《ブラジル》特別寄稿=ブラジル日系人の8個の価値観=海外日系人協会常務理事=ブラジル日本文化福祉協会顧問=森本昌義
共感度の高さと多様性に寛容が日系人の特長
ここで、筆者の独断と偏見にご容赦いただいて、あえて現在の日本人との比較の上で、あと2つ、日系ブラジル人が素晴らしいと筆者が感じるところを付け加えさせていただきます。一つは感情移入や共感度(empatia)が高いこと。残念ながら日本人はそんなに他人の気持ちを推しはかるような心つかいはしません。上司やお客さま、自分の利益に関係する人たちに対してはいわゆる忖度することはありますが、知らない人や他国の人に対しては無関心であることが多く、ブラジル人のようにempatiaが豊かではありません。 もうひとつ、これは決定的に日本人に欠けていてブラジルの日系人が持っている美徳ですが、Tolerância a diversidadeです。多様性に寛容であることです。私の考えるところ、日本文化や日本人の価値観のベースにあるのは、機械化する以前の、水田によるコメの栽培で絶対に必要であった集団的作業です。 水田作業は一人一人が勝手に行うことは不可能です。川や溜池から水をひいてくることからはじまり、田植え、稲刈りなど何でもみんな一緒に同じペースでやることが一番効率的でした。さらに皆貧しく、小さな村に固まって暮らしていたので、農作業以外の付き合いなどでも、いつも他人から見られていることを意識して、仲間と同じように行動しました。だから多様性はあり得なかったのです。この一昔前の慣習は、現在の日本社会や日本人の行動にもまだ根強く残っています。 一方、ブラジルに移住した日本人は、ブラジル人との交流を通じて、もともとのブラジルの文化基盤であった「個を大事にする」「他との違いを認める」など多様性に対する寛容性を身に着けた、と私は考えるのです。 このことについて私は小論文を書き、「ブラジル日報」に投稿し、掲載されました。
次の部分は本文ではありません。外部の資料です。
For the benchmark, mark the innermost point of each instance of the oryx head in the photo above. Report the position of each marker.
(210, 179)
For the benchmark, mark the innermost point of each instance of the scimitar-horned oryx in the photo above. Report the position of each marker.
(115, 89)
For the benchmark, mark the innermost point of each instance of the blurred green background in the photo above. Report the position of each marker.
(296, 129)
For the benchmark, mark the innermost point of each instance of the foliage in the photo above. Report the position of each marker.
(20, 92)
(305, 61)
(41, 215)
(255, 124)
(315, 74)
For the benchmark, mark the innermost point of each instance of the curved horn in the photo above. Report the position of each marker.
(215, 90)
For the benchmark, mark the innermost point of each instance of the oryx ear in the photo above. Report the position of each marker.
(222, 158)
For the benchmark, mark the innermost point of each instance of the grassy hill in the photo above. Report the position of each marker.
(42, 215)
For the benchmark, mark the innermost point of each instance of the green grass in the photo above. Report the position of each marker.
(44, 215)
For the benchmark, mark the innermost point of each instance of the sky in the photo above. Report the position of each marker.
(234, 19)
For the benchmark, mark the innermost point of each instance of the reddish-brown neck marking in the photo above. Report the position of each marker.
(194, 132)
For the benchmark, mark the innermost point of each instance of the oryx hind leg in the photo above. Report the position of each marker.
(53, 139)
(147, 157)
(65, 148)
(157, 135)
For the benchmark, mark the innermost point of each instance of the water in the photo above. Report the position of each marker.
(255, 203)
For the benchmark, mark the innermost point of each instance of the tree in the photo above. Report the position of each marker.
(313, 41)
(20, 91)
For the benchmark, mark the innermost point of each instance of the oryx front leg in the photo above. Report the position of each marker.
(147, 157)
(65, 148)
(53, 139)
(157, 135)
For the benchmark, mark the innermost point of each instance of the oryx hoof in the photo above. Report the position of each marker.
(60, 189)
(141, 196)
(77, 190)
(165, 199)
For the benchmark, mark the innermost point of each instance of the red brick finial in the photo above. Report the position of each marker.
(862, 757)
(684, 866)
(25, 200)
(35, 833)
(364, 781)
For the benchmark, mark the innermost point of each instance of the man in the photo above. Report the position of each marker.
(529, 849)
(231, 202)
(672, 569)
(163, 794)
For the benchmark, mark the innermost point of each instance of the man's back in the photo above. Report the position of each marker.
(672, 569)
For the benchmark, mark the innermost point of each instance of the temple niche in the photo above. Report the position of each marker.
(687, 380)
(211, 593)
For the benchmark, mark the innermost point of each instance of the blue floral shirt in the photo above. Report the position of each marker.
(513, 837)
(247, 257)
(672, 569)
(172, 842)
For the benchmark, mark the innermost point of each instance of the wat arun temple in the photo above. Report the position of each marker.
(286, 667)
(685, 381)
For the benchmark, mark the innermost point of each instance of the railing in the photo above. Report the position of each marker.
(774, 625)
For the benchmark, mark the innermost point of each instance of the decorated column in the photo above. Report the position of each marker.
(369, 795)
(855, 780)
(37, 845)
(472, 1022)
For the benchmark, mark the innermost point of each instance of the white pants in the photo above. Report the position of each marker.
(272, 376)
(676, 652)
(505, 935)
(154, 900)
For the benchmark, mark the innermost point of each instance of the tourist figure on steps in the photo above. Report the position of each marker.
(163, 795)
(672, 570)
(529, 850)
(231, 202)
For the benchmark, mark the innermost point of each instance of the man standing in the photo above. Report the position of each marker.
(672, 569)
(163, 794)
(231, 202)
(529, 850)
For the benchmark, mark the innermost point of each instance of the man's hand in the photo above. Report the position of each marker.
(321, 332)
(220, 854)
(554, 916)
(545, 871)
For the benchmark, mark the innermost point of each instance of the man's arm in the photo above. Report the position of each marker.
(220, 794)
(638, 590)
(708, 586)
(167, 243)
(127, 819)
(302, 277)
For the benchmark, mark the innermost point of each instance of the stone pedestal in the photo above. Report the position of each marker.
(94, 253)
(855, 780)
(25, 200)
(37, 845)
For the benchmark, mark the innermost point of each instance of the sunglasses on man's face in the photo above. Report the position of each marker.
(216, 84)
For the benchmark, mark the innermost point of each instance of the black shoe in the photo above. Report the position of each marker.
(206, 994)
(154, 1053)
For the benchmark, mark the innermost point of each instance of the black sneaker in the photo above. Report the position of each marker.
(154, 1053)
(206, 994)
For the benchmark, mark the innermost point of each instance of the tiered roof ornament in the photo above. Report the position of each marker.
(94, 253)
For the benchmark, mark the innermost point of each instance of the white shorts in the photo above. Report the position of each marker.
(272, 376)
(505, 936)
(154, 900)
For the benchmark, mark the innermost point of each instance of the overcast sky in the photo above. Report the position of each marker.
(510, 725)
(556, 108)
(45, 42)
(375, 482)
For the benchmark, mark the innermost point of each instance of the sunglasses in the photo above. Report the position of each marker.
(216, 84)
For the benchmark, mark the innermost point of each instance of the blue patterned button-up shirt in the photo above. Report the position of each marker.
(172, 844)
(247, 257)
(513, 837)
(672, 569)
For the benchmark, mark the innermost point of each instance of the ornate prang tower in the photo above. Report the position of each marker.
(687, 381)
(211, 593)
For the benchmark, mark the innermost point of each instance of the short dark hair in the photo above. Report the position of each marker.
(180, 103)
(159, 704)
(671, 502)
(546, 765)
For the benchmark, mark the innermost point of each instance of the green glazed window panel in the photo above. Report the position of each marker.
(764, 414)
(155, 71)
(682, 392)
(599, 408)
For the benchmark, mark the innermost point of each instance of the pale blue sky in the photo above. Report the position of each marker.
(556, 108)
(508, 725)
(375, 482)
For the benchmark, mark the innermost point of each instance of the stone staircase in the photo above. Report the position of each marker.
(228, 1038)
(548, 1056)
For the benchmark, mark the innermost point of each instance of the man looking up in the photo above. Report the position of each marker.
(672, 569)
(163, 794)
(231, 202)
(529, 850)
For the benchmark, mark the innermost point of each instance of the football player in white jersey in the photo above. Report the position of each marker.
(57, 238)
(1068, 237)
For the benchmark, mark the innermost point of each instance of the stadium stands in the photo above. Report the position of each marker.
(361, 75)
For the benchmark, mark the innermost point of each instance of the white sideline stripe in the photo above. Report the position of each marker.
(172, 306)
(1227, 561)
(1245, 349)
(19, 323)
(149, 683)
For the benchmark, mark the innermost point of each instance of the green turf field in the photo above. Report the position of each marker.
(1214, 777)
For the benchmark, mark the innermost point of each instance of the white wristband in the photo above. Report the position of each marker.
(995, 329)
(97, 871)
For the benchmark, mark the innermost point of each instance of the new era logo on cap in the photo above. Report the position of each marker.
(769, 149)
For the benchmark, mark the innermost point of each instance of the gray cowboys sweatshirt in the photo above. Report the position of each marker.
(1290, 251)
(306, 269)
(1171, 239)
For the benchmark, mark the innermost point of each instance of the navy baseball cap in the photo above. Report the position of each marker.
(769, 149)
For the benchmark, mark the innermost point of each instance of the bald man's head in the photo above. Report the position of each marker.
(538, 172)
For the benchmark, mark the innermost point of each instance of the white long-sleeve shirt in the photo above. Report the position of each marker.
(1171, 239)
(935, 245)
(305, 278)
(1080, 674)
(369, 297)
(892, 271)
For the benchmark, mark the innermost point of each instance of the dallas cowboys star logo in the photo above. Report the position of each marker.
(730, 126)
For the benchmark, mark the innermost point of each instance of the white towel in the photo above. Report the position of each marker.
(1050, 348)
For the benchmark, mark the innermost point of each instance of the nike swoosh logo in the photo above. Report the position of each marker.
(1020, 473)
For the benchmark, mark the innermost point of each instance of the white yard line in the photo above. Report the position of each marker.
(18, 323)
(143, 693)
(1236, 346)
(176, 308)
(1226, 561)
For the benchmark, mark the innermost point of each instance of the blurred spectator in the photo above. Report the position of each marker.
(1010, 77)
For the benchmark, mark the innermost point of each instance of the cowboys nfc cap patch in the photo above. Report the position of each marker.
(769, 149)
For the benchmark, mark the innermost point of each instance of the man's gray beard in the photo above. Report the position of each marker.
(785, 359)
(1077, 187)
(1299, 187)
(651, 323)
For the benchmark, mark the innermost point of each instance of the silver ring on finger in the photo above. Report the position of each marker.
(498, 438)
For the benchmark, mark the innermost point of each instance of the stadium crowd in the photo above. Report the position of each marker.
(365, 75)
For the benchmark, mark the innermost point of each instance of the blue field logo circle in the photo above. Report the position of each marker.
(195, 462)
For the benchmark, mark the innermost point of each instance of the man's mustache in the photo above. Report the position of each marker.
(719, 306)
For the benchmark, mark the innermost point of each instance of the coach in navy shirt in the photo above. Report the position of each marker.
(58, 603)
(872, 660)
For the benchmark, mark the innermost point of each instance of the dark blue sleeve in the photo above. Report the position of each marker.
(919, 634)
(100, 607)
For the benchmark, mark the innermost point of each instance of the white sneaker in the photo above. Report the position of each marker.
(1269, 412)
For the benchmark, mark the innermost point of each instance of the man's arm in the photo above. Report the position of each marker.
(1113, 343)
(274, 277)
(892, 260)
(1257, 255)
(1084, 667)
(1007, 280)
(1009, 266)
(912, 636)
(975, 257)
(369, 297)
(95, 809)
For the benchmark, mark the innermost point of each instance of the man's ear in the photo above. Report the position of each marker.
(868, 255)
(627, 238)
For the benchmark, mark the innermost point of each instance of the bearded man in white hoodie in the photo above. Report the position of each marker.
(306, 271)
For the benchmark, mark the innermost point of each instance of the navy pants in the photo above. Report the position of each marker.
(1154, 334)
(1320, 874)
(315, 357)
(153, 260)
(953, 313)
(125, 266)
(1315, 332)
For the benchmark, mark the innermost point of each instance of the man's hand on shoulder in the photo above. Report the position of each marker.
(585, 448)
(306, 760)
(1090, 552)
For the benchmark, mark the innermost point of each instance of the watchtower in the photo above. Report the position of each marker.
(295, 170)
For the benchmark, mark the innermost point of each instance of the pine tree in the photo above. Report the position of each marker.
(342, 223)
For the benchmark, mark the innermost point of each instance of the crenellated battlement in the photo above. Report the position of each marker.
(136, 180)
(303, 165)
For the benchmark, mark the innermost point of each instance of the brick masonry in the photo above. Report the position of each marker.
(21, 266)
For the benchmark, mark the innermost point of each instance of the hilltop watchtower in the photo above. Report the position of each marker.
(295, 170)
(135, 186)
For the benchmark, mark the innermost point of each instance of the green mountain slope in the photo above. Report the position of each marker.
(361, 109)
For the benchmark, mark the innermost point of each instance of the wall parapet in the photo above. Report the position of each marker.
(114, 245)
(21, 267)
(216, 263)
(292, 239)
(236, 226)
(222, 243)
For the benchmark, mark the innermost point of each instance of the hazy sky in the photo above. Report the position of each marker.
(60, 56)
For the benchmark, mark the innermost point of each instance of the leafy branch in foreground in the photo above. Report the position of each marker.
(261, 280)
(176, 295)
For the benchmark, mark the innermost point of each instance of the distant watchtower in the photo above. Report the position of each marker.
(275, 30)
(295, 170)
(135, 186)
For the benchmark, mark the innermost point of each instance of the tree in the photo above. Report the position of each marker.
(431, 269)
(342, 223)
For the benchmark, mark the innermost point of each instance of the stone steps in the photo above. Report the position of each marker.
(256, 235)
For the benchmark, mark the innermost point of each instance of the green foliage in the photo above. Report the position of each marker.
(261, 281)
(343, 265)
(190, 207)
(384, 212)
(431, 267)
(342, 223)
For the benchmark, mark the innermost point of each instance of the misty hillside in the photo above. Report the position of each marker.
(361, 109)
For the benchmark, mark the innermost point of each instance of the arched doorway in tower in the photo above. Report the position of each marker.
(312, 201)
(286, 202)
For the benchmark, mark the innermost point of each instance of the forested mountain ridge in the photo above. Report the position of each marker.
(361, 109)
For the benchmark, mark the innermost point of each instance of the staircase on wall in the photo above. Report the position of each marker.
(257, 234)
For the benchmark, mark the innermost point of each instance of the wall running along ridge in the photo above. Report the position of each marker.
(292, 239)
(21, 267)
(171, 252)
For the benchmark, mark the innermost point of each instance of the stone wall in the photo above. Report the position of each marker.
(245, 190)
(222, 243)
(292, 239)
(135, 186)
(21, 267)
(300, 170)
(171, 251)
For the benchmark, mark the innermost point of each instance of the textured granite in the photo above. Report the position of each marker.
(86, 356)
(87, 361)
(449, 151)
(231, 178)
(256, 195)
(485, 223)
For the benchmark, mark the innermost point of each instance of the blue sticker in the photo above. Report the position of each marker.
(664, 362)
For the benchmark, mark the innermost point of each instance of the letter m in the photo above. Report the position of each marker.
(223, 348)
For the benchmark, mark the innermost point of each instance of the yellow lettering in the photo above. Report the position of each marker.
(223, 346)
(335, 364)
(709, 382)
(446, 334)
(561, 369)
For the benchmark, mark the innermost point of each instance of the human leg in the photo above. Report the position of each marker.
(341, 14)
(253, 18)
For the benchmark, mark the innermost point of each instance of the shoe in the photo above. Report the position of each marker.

見出しは 「ムラ社会と決別し、個を大切にする日本へ」ですが、この小論は“A SociedadeJaponesa deve deixar de ser uma sociedade MURA e valorizar o individuo”のポルトガル語訳題名で、今年の文協の年鑑誌Coloniaに掲載されたと思います。お読みいただければ幸いです。